- Sire: Heliopolis
- Grandsire: Hyperion
- Dam: Miss Zibby
- Damsire: Omaha
- Sex: Stallion
- Foaled: 1952
- Country: United States
- Colour: Bay
- Breeder: Dorothy Bryan Firestone
- Owner: Dorothy Bryan Firestone Galbreath
- Trainer: Sherrill W. Ward
- Record: 28: 11-12-2
- Earnings: US$542,796

Major wins
- Cowdin Stakes (1954) Garden State Futurity (1954) United States Hotel Stakes (1954) Youthful Stakes (1954) Gallant Fox Handicap (1956) Pimlico Special (1956) Vosburgh Handicap (1956) McLennan Handicap (1957)

= Summer Tan =

American-bred Thoroughbred racehorse

Summer Tan (1952–1969) was an American Thoroughbred racehorse

==Background==
Summer Tan was bred and raced by Dorothy Firestone Galbreath and race conditioned by U.S. Racing Hall of Fame trainer, Sherrill Ward.

==Racing career==

===1954: two-year-old season===
At age two, Summer Tan won major races in his age group such as the United States Hotel Stakes, the Cowdin Stakes in track record time, the Youthful Stakes, the Garden State Stakes and finished second in the Hopeful and Belmont Futurity Stakes. While Nashua was voted the 1954 American Champion Two-Year-Old Colt, Summer Tan was assigned top weight of 128 lbs on Frank E. Kilroe's Experimental Handicap.

In early November 1954, shortly after his win in the Garden State Futurity, Summer Tan fell seriously ill and was diagnosed as suffering from an arterial blood clot.

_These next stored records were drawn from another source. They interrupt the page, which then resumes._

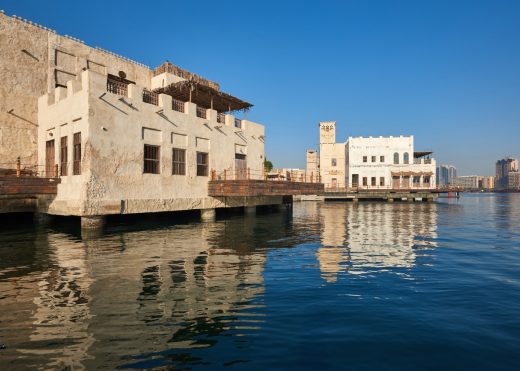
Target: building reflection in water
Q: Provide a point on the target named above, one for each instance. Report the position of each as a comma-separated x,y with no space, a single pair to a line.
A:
134,296
360,237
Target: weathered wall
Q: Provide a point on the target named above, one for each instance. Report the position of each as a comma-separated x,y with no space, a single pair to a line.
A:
33,61
24,64
114,130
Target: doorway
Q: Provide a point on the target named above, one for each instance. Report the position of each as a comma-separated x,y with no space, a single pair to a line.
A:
49,159
240,166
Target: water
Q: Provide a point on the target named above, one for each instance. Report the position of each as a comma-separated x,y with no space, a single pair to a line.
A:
368,286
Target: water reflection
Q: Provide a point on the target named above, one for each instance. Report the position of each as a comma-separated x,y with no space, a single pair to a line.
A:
130,297
146,298
359,237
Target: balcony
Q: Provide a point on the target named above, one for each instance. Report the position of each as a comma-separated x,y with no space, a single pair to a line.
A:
150,97
178,105
201,112
117,87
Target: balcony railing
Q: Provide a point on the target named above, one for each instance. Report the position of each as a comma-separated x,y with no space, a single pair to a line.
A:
201,112
117,87
150,97
178,105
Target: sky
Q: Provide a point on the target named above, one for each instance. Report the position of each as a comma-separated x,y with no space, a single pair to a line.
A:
446,72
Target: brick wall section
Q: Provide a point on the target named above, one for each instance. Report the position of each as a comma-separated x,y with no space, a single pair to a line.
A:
243,188
28,186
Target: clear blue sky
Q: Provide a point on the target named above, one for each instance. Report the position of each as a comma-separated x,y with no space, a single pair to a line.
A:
445,71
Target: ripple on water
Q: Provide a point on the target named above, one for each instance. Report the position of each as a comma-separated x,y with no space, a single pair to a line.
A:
401,286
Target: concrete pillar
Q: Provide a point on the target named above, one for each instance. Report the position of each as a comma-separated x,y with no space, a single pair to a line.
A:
208,215
41,218
250,210
93,222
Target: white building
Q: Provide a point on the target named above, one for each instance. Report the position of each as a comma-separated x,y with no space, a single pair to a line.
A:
388,163
373,162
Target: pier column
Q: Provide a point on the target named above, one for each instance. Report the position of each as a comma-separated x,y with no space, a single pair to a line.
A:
250,210
208,215
41,218
93,222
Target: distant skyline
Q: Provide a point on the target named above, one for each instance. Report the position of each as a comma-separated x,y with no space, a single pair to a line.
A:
446,72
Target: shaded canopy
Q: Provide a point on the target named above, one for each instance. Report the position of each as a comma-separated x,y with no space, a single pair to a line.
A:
419,154
204,96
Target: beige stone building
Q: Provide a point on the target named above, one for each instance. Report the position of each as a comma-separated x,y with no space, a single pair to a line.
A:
124,138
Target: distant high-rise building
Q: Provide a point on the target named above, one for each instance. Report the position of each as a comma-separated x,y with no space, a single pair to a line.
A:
445,174
505,169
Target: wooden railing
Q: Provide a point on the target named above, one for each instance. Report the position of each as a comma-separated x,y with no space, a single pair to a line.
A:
178,105
150,97
117,87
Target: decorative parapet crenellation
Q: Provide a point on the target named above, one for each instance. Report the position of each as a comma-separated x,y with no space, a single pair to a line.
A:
34,24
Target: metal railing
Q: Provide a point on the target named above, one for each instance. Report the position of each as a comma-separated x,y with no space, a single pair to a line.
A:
117,87
178,105
150,97
251,174
201,112
355,188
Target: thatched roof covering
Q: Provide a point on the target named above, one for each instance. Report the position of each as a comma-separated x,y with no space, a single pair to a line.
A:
419,154
204,96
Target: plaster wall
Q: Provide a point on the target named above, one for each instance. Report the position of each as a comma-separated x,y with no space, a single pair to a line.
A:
114,132
33,61
384,148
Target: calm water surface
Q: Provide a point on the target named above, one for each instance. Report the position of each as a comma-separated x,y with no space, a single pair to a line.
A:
368,286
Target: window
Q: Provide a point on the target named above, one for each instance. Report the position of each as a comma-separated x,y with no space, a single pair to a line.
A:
151,159
202,164
178,161
63,156
76,154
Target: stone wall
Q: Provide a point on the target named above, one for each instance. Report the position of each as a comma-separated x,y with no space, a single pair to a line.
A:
33,61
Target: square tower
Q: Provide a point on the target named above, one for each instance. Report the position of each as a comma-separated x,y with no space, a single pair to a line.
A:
327,132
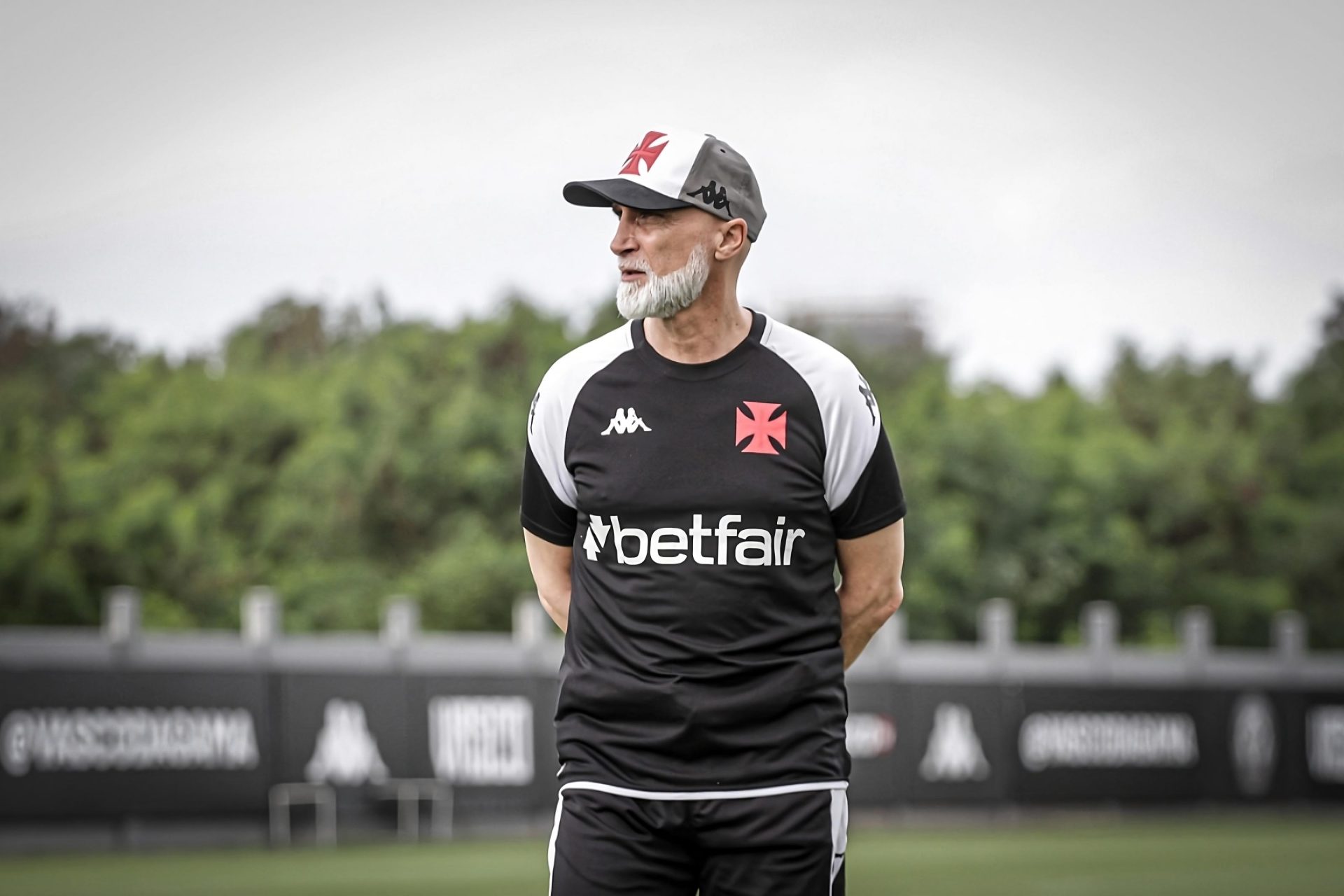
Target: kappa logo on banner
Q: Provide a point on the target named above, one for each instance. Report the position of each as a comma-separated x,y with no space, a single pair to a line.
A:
869,735
645,152
625,421
482,741
758,426
1254,745
953,751
346,752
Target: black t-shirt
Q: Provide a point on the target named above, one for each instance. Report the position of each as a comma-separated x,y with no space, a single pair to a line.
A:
704,503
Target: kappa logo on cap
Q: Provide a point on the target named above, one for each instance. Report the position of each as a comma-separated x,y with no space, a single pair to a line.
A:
710,198
645,152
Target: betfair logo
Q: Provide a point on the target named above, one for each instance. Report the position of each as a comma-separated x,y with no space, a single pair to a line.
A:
625,421
671,546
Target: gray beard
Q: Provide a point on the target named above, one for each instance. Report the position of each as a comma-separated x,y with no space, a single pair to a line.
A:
668,295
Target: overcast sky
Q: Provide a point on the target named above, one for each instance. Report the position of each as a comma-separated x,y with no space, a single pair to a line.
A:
1044,178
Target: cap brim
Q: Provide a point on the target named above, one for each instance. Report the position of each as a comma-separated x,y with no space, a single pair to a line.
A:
600,194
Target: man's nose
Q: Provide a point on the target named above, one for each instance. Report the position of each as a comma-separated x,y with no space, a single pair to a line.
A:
624,241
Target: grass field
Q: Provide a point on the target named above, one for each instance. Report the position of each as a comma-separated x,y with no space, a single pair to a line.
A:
1233,858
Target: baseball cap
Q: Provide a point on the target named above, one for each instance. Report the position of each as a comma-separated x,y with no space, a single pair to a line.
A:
679,169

===1955: three-year-old season===
In January, his handlers announced that Summer Tan had still not recovered enough to race and would not start in the Flamingo Stakes, a scheduled early prep on the road to the Kentucky Derby.
 After more than a five-month layoff, Summer Tan returned to racing on April 4, 1955, in the mile and a sixteenth Springboard Purse, an allowance race at Belmont Park in New York which he won by fourteen lengths in near track record time. His next and second start as a 3-year-old came on April 24 in the Wood Memorial Stakes in which he was beaten by a neck by archrival, Nashua.
 In the Kentucky Derby, Summer Tan finished third behind Nashua and winner, Swaps.

===Later career===
At age four, Summer Tan won three important races including the prestigious Pimlico Special. He also set a new track record for 1 5/8 miles on dirt at Jamaica Race Course in New York while winning the Gallant Fox Handicap. In his final year of racing in 1957, the then five-year-old won the McLennan Handicap at Hialeah Park Race Track in Hialeah, Florida.

==Stud record==
Summer Tan was retired to stud duty at the Galbreath family's Darby Dan Farm in Lexington, Kentucky where he met with good success. His offspring includes Summer Scandal, the 1966 American Champion Older Female Horse, plus multiple stakes race winners, Indian Sunlite and Sunrise County. Summer Tan was also the damsire of Typecast, the 1972 American Champion Older Female Horse, and 1985 Breeders' Cup Classic winner, Proud Truth.

Summer Tan died of a heart attack at age seventeen on October 16, 1969, and was buried in the equine cemetery at Darby Dan Farm.